The Snake has been an inspirational source in Jewellery and watchmaking and there have been numerous masterpieces such as rings, bracelets, necklaces and even timepieces which follow the natural curves of this mysterious animal.
Zannetti reinterprets the figure of Snake in a magnificent and mysterious way and introducing Green Snake model from his Ovum collection. For a feminine temperament the PVD black steel of the case juxtaposes an important pavè of precious stones: in most parts tsavorite, but also diamonds and rubies.
The result is a unique and highly precious watch especially made to impress and attract the audience.

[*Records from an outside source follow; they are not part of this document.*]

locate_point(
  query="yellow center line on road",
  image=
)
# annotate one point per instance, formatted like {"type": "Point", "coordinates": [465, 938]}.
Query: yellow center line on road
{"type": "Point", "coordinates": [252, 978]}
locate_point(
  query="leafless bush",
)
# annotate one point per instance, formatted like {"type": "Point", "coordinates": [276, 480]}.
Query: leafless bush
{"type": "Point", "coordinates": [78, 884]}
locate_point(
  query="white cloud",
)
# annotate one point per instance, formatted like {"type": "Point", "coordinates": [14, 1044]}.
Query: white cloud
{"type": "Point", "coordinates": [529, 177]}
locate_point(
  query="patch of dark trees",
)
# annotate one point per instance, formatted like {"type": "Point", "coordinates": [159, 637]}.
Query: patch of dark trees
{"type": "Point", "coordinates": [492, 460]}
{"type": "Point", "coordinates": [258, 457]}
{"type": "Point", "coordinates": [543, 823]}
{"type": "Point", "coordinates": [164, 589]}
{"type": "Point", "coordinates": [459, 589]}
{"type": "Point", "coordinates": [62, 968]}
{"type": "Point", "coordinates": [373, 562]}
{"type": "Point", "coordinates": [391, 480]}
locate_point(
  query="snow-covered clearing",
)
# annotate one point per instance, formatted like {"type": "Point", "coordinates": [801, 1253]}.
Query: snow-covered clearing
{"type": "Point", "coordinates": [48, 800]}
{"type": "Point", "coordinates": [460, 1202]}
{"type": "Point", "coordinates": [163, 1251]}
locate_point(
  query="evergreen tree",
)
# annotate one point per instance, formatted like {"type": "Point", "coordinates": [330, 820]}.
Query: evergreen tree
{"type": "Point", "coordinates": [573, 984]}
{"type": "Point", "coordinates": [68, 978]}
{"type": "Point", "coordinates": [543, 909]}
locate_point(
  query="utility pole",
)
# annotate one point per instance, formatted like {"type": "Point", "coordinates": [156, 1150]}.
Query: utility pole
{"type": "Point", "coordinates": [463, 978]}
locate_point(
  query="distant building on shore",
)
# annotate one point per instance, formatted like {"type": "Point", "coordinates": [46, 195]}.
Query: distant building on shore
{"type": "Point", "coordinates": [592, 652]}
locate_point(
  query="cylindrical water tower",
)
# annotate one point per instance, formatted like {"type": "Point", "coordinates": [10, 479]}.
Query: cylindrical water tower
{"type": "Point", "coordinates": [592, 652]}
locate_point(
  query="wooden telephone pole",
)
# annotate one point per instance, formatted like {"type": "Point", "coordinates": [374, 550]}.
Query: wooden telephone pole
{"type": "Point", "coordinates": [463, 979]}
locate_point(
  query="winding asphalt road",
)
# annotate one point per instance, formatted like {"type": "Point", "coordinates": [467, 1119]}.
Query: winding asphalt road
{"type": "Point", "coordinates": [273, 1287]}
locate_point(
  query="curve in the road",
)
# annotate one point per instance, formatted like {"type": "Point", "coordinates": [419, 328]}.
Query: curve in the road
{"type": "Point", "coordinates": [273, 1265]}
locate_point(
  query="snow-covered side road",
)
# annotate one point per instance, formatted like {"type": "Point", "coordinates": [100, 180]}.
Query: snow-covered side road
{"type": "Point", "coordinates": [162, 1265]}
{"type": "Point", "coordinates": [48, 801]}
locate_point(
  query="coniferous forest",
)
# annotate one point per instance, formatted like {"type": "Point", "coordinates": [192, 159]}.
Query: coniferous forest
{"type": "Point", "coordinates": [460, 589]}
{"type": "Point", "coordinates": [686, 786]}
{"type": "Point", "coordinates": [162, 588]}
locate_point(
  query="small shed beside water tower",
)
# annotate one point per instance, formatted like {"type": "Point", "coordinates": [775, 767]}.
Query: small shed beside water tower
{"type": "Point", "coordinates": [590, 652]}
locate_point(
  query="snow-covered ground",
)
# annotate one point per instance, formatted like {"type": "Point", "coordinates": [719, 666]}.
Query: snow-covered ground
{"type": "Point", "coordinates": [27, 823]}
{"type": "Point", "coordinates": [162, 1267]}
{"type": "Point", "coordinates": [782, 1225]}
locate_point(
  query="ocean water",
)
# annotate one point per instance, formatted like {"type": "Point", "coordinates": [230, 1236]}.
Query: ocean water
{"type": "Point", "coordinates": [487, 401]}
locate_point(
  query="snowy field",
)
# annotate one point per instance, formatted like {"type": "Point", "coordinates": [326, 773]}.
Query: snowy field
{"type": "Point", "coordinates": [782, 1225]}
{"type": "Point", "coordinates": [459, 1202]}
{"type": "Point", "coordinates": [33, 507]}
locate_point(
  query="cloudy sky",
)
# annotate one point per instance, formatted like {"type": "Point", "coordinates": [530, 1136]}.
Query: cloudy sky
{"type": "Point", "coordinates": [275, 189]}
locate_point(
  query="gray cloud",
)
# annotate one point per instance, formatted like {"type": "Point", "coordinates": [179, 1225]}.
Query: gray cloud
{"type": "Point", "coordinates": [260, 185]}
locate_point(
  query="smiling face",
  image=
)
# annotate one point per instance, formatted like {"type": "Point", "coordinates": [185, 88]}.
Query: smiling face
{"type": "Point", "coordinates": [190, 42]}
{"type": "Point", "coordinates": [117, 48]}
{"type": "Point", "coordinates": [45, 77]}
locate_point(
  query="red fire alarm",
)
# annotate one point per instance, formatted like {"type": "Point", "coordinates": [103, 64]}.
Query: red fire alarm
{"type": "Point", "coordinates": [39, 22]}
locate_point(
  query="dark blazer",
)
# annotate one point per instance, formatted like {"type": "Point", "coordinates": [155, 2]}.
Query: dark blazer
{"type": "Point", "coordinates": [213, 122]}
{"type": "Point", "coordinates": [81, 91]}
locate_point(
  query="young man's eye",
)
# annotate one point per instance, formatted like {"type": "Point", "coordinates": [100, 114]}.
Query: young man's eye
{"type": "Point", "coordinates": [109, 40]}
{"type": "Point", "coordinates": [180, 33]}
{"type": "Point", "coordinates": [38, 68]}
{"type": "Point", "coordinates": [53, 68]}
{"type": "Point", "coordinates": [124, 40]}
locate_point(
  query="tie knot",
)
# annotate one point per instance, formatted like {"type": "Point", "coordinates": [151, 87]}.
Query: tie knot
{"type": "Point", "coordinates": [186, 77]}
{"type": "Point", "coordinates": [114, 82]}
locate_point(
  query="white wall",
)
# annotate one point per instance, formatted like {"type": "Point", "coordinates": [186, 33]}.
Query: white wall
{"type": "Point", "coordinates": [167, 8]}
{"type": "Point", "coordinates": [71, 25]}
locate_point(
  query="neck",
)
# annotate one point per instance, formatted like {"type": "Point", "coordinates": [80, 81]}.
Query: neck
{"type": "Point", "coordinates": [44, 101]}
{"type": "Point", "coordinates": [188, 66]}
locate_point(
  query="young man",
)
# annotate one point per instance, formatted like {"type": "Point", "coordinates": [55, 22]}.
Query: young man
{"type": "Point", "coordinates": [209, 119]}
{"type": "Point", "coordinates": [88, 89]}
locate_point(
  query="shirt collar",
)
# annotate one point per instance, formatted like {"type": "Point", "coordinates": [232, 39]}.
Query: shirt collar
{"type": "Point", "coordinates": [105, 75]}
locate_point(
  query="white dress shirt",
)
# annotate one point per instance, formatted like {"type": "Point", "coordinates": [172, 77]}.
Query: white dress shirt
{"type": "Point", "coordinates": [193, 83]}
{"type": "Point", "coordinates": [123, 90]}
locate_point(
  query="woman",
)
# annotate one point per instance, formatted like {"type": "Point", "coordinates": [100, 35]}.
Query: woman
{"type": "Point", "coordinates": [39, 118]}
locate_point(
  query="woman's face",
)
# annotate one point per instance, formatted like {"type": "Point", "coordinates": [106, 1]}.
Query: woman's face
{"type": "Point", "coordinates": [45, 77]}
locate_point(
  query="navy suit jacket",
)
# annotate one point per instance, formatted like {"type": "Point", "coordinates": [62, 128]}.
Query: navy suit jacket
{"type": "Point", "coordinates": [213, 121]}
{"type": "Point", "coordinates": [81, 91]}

Refined with an obsessive precision, it proves Zannetti’s savoir faire and his natural ability to realise original and highly visual impressive watches.
Collection: ZANNETTI OVUM
Model: Green Snake
Oval steel black PVD three-piece case
External bezel inserts diamonds and tsavorite, snake design
Internal bezel set with diamonds and 4 natural rubies
Total: 130 tsavorites, 8 ruby, bezel 32 diamonds
Dimensions: 41 x 35 mm
Water resistance: 2 atmospheres
Crown: Pressured closed
Glass: Sapphire bombè anti-reflex glasses and logo engraved
Bottom : Steel, fixed by 4 screws, central engraved, out centered sapphire glass oblò.
Black mosaic mother of pearl, daga hands
Automatic, Swiss Made, Zannetti personalized
Rhodium and perlage plate, Cote de Génève
Bezel and carrure entirely handmade realized.

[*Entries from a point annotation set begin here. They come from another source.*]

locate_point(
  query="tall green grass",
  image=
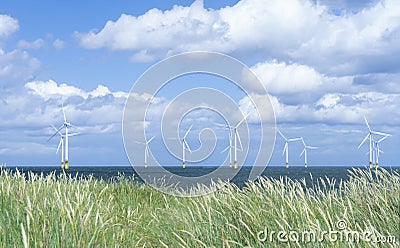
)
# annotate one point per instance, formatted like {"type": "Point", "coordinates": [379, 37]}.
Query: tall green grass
{"type": "Point", "coordinates": [65, 211]}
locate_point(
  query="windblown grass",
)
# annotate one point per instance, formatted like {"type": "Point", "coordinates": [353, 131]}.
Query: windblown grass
{"type": "Point", "coordinates": [46, 211]}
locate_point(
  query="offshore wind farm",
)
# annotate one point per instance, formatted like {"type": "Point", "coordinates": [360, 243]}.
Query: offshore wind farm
{"type": "Point", "coordinates": [197, 123]}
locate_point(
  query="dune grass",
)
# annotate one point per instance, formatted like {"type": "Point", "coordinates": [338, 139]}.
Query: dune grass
{"type": "Point", "coordinates": [65, 211]}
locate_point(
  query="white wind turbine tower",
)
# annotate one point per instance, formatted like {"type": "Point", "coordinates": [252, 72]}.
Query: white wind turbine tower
{"type": "Point", "coordinates": [61, 144]}
{"type": "Point", "coordinates": [286, 149]}
{"type": "Point", "coordinates": [236, 137]}
{"type": "Point", "coordinates": [185, 146]}
{"type": "Point", "coordinates": [230, 147]}
{"type": "Point", "coordinates": [65, 125]}
{"type": "Point", "coordinates": [377, 150]}
{"type": "Point", "coordinates": [146, 150]}
{"type": "Point", "coordinates": [369, 135]}
{"type": "Point", "coordinates": [305, 151]}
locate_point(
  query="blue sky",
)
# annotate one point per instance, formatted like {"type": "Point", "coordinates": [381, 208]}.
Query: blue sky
{"type": "Point", "coordinates": [324, 63]}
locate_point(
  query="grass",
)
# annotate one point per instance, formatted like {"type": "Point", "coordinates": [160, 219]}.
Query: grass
{"type": "Point", "coordinates": [46, 211]}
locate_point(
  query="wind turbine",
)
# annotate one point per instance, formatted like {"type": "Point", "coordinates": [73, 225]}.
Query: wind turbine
{"type": "Point", "coordinates": [65, 125]}
{"type": "Point", "coordinates": [230, 147]}
{"type": "Point", "coordinates": [305, 151]}
{"type": "Point", "coordinates": [377, 149]}
{"type": "Point", "coordinates": [369, 135]}
{"type": "Point", "coordinates": [61, 144]}
{"type": "Point", "coordinates": [236, 137]}
{"type": "Point", "coordinates": [184, 146]}
{"type": "Point", "coordinates": [146, 150]}
{"type": "Point", "coordinates": [286, 149]}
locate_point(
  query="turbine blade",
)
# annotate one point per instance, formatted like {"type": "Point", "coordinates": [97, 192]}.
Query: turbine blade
{"type": "Point", "coordinates": [366, 122]}
{"type": "Point", "coordinates": [59, 144]}
{"type": "Point", "coordinates": [150, 140]}
{"type": "Point", "coordinates": [301, 154]}
{"type": "Point", "coordinates": [380, 133]}
{"type": "Point", "coordinates": [281, 134]}
{"type": "Point", "coordinates": [284, 149]}
{"type": "Point", "coordinates": [382, 139]}
{"type": "Point", "coordinates": [302, 140]}
{"type": "Point", "coordinates": [187, 132]}
{"type": "Point", "coordinates": [240, 142]}
{"type": "Point", "coordinates": [221, 125]}
{"type": "Point", "coordinates": [65, 118]}
{"type": "Point", "coordinates": [187, 145]}
{"type": "Point", "coordinates": [362, 142]}
{"type": "Point", "coordinates": [57, 132]}
{"type": "Point", "coordinates": [240, 122]}
{"type": "Point", "coordinates": [228, 147]}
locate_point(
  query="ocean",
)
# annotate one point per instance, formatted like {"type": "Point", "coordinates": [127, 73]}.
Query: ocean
{"type": "Point", "coordinates": [111, 173]}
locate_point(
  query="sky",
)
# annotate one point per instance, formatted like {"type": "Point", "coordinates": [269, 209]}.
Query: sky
{"type": "Point", "coordinates": [325, 64]}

Louisiana alligator leather strap, hand sewing
Buckle: stainless steel deployant, Zannetti personalized
Tsavorite or Tsavolite got his name from the Tsavo National Park, at the border between Kenya and Tanzania, where it was discovered for the first time and where the sole and few known mines are located. It is a very rare variety of the garnet group species of green colour, discovered and used in jewellery in relatively recent times.
In 1967, British gem prospector and geologist Dr. Campbell R. Bridges discovered for the first time a deposit of green tsavorites in the mountains of north-eastTanzania in a place called Lemshuko. The specimens he found were of very intense colour and of a high transparency. Their commercial diffusion was delayed because the Tanzanian government did not provided permits of exporting the stones.

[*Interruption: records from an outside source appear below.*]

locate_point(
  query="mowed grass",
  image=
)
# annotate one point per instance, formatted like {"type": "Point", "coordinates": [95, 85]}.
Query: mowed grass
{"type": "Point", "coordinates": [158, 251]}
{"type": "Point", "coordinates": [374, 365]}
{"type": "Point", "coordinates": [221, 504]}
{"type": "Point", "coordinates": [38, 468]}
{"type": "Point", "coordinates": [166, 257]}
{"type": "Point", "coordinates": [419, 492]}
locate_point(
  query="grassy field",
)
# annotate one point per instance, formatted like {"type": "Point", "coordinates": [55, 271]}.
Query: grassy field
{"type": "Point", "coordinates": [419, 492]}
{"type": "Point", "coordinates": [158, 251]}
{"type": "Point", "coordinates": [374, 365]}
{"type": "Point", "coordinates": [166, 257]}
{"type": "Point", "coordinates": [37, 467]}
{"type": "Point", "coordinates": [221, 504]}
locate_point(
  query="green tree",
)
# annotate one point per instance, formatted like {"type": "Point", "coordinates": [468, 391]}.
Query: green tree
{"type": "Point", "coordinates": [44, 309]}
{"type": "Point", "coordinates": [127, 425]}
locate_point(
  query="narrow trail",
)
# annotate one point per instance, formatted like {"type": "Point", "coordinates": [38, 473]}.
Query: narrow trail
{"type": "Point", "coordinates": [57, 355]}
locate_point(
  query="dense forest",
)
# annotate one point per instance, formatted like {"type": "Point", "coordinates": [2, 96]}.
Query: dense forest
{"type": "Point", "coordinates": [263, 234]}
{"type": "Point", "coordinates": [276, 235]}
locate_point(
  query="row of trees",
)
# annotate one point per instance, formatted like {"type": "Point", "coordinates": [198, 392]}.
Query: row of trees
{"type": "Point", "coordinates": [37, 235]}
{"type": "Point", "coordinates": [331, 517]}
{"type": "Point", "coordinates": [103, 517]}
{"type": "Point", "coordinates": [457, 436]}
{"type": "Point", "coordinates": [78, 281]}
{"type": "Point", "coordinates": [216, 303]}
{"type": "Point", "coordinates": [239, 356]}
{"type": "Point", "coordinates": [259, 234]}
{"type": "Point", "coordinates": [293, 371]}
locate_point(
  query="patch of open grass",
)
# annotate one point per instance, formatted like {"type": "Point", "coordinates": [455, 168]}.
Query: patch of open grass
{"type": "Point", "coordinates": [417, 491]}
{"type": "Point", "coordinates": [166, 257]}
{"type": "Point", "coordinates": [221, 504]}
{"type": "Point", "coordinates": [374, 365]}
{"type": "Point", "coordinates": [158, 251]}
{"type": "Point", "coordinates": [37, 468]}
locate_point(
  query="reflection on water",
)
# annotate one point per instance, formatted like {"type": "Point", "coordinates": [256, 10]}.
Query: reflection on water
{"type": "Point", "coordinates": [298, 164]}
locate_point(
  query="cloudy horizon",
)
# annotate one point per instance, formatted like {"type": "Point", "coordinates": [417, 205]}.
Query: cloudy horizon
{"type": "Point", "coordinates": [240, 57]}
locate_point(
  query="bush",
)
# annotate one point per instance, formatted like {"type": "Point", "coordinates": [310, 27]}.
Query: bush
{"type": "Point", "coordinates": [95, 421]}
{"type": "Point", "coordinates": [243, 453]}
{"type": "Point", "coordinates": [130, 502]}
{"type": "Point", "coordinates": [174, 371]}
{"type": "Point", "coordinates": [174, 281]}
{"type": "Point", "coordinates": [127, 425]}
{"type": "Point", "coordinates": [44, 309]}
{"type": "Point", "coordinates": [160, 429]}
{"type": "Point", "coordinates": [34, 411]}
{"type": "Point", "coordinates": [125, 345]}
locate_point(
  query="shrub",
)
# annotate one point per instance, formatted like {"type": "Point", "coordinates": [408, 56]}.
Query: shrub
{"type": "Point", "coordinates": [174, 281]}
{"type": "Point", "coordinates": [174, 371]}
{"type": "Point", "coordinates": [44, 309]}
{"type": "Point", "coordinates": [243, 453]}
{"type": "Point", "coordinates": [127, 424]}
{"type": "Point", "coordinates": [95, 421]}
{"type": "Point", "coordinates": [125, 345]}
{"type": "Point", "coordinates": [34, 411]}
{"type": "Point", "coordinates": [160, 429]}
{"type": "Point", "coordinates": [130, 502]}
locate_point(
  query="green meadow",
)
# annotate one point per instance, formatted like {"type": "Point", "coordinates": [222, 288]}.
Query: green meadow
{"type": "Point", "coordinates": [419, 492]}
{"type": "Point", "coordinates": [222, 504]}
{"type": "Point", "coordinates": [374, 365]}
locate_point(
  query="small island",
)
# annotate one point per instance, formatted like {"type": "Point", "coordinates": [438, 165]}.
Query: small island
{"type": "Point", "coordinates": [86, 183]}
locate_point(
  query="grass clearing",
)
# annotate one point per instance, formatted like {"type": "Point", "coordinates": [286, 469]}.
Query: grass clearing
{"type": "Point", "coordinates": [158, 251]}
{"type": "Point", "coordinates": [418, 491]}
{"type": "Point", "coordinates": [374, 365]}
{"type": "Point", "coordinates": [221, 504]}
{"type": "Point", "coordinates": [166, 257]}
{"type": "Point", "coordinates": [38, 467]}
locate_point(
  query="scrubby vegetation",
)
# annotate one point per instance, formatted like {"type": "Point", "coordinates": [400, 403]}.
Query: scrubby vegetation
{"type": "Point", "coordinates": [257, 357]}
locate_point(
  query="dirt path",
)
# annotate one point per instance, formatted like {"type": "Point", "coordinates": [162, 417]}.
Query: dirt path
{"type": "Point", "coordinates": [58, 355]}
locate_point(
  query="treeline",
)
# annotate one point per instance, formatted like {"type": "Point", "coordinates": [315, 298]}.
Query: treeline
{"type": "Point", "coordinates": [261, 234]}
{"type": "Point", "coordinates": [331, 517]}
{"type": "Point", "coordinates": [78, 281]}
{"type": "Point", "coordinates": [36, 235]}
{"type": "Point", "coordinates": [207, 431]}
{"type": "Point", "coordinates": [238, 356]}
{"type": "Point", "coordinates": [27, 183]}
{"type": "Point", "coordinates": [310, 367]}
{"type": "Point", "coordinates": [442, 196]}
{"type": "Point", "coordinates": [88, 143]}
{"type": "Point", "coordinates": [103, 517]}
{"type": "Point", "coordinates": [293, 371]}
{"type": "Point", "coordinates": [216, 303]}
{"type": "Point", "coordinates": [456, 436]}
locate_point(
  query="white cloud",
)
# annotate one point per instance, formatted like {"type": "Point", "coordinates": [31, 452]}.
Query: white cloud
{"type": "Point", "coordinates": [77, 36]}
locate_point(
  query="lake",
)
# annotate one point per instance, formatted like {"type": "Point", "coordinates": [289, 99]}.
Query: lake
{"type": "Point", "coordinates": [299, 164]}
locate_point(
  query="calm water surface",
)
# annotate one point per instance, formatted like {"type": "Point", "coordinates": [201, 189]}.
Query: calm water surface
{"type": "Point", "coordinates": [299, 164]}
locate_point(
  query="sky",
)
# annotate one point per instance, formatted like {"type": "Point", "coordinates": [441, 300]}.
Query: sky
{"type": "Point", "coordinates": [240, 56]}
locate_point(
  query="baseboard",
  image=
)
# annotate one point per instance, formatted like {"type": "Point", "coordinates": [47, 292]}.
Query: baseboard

Believing that the deposit was a part of a larger geological structure extending possibly into Kenya, Bridges began prospecting in that nation. He was successful a second time in 1971, when he found the mineral variety there, and was granted a permit to mine the deposit.
Rare in gem-quality over several carats in weight, the tsavorite has been found in larger sizes. It is a stone that can vary in colour from light to dark green, very brilliant and hard like emeralds, but more resistant and for this reason easier to be cut. Its constitution makes it particularly suitable for the so-called “invisible” embedding.